Читаем Windows® Internals, Sixth Edition, Part 2 полностью

An application creates and accesses files just as it does other Windows objects: by means of object handles. By the time an I/O request reaches NTFS, the Windows object manager and security system have already verified that the calling process has the authority to access the file object in the way it is attempting to. The security system has compared the caller’s access token to the entries in the access control list for the file object. (See Chapter 6 in Part 1 for more information about access control lists.) The I/O manager has also transformed the file handle into a pointer to a file object. NTFS uses the information in the file object to access the file on disk.

Figure 12-25 shows the data structures that link a file handle to the file system’s on-disk structure.

Figure 12-25. NTFS data structures

NTFS follows several pointers to get from the file object to the location of the file on disk. As Figure 12-25 shows, a file object, which represents a single call to the open-file system service, points to a stream control block (SCB) for the file attribute that the caller is trying to read or write. In Figure 12-25, a process has opened both the unnamed data attribute and a named stream (alternate data attribute) for the file. The SCBs represent individual file attributes and contain information about how to find specific attributes within a file. All the SCBs for a file point to a common data structure called a file control block (FCB). The FCB contains a pointer (actually, an index into the MFT, as explained in the section File Record Numbers later in this chapter) to the file’s record in the disk-based master file table (MFT), which is described in detail in the following section.

NTFS On-Disk Structure

This section describes the on-disk structure of an NTFS volume, including how disk space is divided and organized into clusters, how files are organized into directories, how the actual file data and attribute information is stored on disk, and finally, how NTFS data compression works.

Volumes

The structure of NTFS begins with a volume. A volume corresponds to a logical partition on a disk, and it is created when you format a disk or part of a disk for NTFS. You can also create a RAID volume that spans multiple disks by using the Windows Disk Management MMC snap-in or the diskpart (%SystemRoot%\System32\Diskpart.exe) command available from the Windows command prompt.
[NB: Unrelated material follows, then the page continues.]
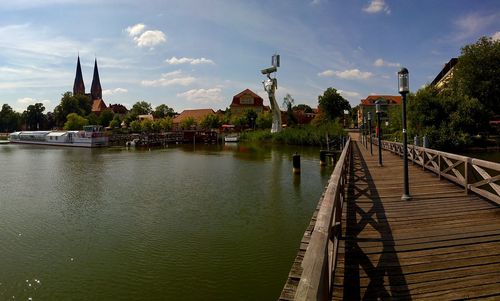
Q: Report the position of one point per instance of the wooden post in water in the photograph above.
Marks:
(322, 158)
(296, 163)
A disk can have one volume or several. NTFS handles each volume independently of the others. Three sample disk configurations for a 150-GB hard disk are illustrated in Figure 12-26.

Figure 12-26. Sample disk configurations

A volume consists of a series of files plus any additional unallocated space remaining on the disk partition. In the FAT file system, a volume also contains areas specially formatted for use by the file system. An NTFS volume, however, stores all file system data, such as bitmaps and directories, and even the system bootstrap, as ordinary files.

Note

The on-disk format of NTFS volumes on Windows 7 and Windows Server 2008 R2 is version 3.1, the same as it has been since Windows XP and Windows Server 2003. The version number of a volume is stored in its $Volume metadata file.

Clusters

The cluster size on an NTFS volume, or the cluster factor, is established when a user formats the volume with either the format command or the Disk Management MMC snap-in. The default cluster factor varies with the size of the volume, but it is an integral number of physical sectors, always a power of 2 (1 sector, 2 sectors, 4 sectors, 8 sectors, and so on). The cluster factor is expressed as the number of bytes in the cluster, such as 512 bytes, 1 KB, 2 KB, and so on.

Internally, NTFS refers only to clusters. (However, NTFS forms low-level volume I/O operations such that clusters are sector-aligned and have a length that is a multiple of the sector size.) NTFS uses the cluster as its unit of allocation to maintain its independence from physical sector sizes. This independence allows NTFS to efficiently support very large disks by using a larger cluster factor or to support newer disks that have a sector size other than 512 bytes. (See Chapter 9 for more information on disks with sectors larger than 512 bytes.) On a larger volume, use of a larger cluster factor can reduce fragmentation and speed allocation, at the cost of wasted disk space. (If the cluster size is 4,096, and a file is only 1,024 bytes, then 3,072 bytes are wasted. See Chapter 9 for more information on default cluster sizes.) Both the format command available from the command prompt and the Format menu option under the All Tasks option on the Action menu in the Disk Management MMC snap-in choose a default cluster factor based on the volume size, but you can override this size.